Como pessoa com a pele amarelada, descobrir as limitações da maneira como a IA é testada hoje preocupa Xiang. Ela diz que a Sony analisará seus próprios modelos de visão computacional centrados em seres humanos usando o novo sistema à medida que forem revisados, embora ela tenha se recusado a especificar quais. “Todos nós temos diferentes tipos de tons em nossas peles. Isso não deve ser algo usado para nos discriminar”, diz ela.

A abordagem da Sony tem uma vantagem potencial adicional. Medidas como a escala Monk do Google exigem que os humanos categorizem em qual espectro a pele de um determinado indivíduo se encaixa. Essa é uma tarefa que os desenvolvedores de IA dizem introduzir variabilidade, porque as percepções das pessoas são afetadas por sua localização ou concepções próprias de raça e identidade.

A abordagem da Sony é totalmente automatizada, sem necessidade de julgamento humano. Mas o Monk de Harvard questiona se isso é melhor. Medidas objetivas como as da Sony podem acabar simplificando ou ignorando outras complexidades da diversidade humana. “Se nosso objetivo é eliminar o viés, que também é um fenômeno social, então não tenho tanta certeza de que deveríamos estar excluindo como os humanos percebem socialmente a cor da pele de nossa análise”, diz ele.

Joanne Rondilla, socióloga da Universidade Estadual de San José, que estudou colorismo e comunidades asiático-americanas, diz que aprecia a tentativa da Sony de considerar os tons.

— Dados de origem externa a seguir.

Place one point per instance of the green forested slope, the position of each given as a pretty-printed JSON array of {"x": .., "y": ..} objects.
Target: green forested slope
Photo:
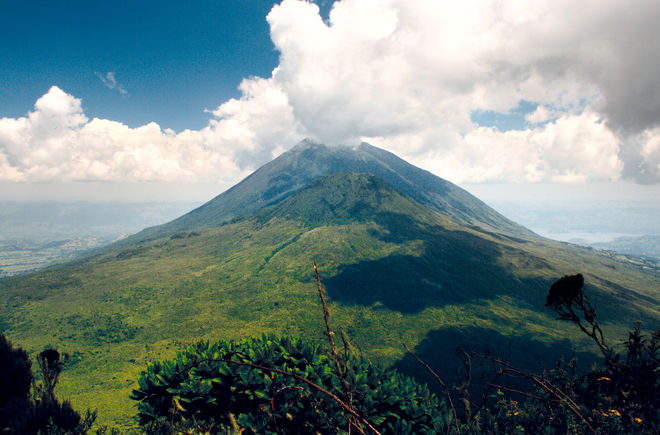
[{"x": 395, "y": 272}]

Ela também espera que os desenvolvedores de IA colaborem com cientistas sociais para considerar como a política, as estruturas de poder e dimensões sociais adicionais afetam as percepções da cor da pele. A escala “desenvolvida pelo projeto da Sony pode ajudar estudiosos a entender questões de colorismo”, diz ela.

Xiang, da Sony, reconhece que o colorismo está inevitavelmente incorporado à maneira como os humanos discutem e pensam sobre a pele. No final das contas, não são apenas as máquinas que precisam olhar para as cores de maneira diferente. Ela tem esperança de que o campo possa melhorar, mas também está ciente de que o progresso não será necessariamente tranquilo. Embora os pesquisadores de IA, como ela mesma, tenham pressionado para que o campo tenha uma visão mais nuance de gênero, muitos estudos continuam a classificar cada pessoa no binário masculino ou feminino.

“Esses processos enormemente problemáticos derivam desse desejo muito forte de colocar as pessoas nos compartimentos mínimos possíveis necessários para obter uma avaliação justa e passar em algum tipo de teste”, diz Xiang. Há valor na simplicidade, diz ela, mas adicionar novas dimensões é importante quando o ato de tornar as pessoas legíveis por máquinas acaba obscurecendo sua verdadeira diversidade.